Una lite scoppiata nel cuore della notte, poi la tragedia. Si chiamava Antonio Cercola, 58 anni, l’uomo ucciso nella sua abitazione di via Mazzini, a Pagani, dal figlio Vincenzo, di 27 anni.
Secondo una prima ricostruzione degli investigatori, la discussione tra padre e figlio sarebbe rapidamente degenerata. Il giovane avrebbe prima strangolato il padre e successivamente lo avrebbe colpito con un’arma da taglio, provocandone la morte.
L’allarme è scattato intorno alle tre del mattino. Alcuni vicini, allarmati dalle urla provenienti dall’appartamento dal terzo piano del civico 27 di via Mazzini, hanno contattato il numero di emergenza 112. Sul posto sono intervenuti i carabinieri del Reparto Territoriale di Nocera Inferiore che, dopo un tentativo di fuga, hanno bloccato e arrestato il giovane.
Le indagini, coordinate dalla Procura di Nocera Inferiore, sono affidate al pubblico ministero Federica Lo Conte. I militari dell’Arma stanno ricostruendo l’esatta dinamica dell’omicidio, raccogliendo testimonianze e acquisendo eventuali immagini dei sistemi di videosorveglianza della zona.
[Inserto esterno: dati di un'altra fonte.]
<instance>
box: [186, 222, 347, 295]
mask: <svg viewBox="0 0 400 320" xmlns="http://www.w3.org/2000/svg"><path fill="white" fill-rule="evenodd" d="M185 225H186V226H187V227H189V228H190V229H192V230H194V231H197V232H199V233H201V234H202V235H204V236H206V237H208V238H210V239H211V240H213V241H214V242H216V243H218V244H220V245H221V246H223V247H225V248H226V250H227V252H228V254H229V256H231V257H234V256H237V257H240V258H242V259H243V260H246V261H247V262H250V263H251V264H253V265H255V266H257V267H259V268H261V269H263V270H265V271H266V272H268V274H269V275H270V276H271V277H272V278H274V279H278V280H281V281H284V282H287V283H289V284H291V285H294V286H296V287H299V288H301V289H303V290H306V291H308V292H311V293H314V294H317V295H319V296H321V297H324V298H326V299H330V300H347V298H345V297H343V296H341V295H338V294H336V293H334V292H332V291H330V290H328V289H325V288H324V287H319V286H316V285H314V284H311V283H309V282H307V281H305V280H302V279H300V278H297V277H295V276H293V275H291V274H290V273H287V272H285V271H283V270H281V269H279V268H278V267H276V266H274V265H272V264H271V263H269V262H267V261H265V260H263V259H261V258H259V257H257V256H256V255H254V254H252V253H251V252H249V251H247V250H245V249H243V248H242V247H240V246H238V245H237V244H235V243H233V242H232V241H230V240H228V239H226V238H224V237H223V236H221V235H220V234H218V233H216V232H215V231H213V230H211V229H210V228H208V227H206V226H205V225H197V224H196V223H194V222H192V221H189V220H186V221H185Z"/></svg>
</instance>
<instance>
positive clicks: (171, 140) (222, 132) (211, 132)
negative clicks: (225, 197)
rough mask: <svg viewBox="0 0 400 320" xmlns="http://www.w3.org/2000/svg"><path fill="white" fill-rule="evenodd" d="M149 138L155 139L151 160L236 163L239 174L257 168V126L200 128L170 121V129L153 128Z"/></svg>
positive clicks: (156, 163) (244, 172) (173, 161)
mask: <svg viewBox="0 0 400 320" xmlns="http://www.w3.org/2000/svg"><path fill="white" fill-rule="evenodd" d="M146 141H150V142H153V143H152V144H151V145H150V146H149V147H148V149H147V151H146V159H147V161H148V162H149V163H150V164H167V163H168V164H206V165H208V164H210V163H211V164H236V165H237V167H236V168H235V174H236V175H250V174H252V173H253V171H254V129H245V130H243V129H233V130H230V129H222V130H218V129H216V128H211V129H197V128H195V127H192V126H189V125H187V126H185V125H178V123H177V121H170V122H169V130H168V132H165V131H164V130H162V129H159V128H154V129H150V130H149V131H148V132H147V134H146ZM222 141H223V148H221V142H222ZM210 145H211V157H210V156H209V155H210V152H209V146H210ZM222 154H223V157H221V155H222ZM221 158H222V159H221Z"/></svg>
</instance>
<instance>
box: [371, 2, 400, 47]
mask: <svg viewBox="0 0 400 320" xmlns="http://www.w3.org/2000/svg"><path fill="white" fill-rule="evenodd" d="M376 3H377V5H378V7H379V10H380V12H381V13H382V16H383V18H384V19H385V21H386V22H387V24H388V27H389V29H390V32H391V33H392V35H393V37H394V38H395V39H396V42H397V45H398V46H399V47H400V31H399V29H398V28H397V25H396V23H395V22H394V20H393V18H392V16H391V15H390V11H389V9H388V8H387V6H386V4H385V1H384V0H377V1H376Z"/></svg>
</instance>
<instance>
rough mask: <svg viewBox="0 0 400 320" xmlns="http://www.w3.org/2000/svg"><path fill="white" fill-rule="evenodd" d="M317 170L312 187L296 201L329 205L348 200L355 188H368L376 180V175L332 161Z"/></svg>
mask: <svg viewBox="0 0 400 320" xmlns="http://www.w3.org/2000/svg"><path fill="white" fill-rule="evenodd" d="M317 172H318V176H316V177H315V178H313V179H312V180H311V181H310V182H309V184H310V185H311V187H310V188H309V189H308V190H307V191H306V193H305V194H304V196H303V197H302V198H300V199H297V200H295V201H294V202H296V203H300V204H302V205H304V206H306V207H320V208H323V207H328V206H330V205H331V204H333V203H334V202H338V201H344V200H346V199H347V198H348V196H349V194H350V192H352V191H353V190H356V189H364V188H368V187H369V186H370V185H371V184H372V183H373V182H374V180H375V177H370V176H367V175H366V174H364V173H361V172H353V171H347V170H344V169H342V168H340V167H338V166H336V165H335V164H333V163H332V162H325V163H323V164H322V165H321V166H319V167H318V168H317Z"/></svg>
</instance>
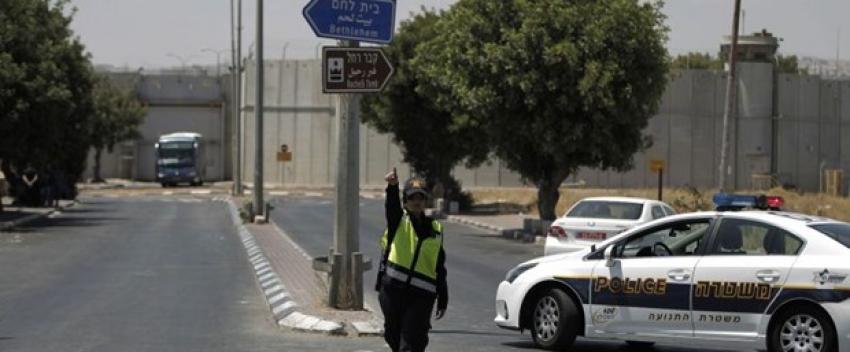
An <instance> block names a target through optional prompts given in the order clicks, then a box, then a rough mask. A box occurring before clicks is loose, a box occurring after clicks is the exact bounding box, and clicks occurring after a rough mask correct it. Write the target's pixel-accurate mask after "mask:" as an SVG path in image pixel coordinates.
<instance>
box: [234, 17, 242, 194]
mask: <svg viewBox="0 0 850 352" xmlns="http://www.w3.org/2000/svg"><path fill="white" fill-rule="evenodd" d="M236 4H237V5H236V62H235V64H236V92H235V94H236V175H235V177H234V183H235V189H234V191H235V192H236V195H237V196H241V195H242V193H243V192H242V153H244V149H243V148H242V134H243V133H242V71H243V70H244V69H243V68H242V0H236Z"/></svg>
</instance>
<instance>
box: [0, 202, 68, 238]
mask: <svg viewBox="0 0 850 352" xmlns="http://www.w3.org/2000/svg"><path fill="white" fill-rule="evenodd" d="M75 204H77V201H73V202H71V203H70V204H68V205H66V206H60V207H59V208H58V209H51V210H49V211H46V212H43V213H38V214H32V215H27V216H25V217H22V218H20V219H17V220H12V221H6V222H4V223H0V232H4V231H8V230H10V229H14V228H16V227H20V226H22V225H26V224H28V223H30V222H33V221H36V220H40V219H44V218H46V217H49V216H52V215H54V214H58V213H61V212H62V211H63V210H65V209H68V208H70V207H73V206H74V205H75Z"/></svg>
Secondo quanto riferito da alcuni residenti, il ventisettenne avrebbe avuto in passato problemi psichici e di tossicodipendenza. Dopo un periodo trascorso in Germania, era tornato a vivere con il padre. Sempre secondo le testimonianze raccolte, non sarebbe stata la prima volta che il giovane manifestava comportamenti violenti o dava in escandescenze. Si tratta però di circostanze che saranno oggetto degli accertamenti investigativi.
L’intera comunità di Pagani è profondamente scossa da una tragedia che ha spezzato una famiglia e che ora attende di essere chiarita in ogni suo aspetto. Nelle prossime ore il giovane sarà ascoltato dagli inquirenti, mentre sul corpo della vittima potrebbero essere disposti ulteriori accertamenti medico-legali per definire con precisione le cause del decesso e confermare la dinamica dell’omicidio.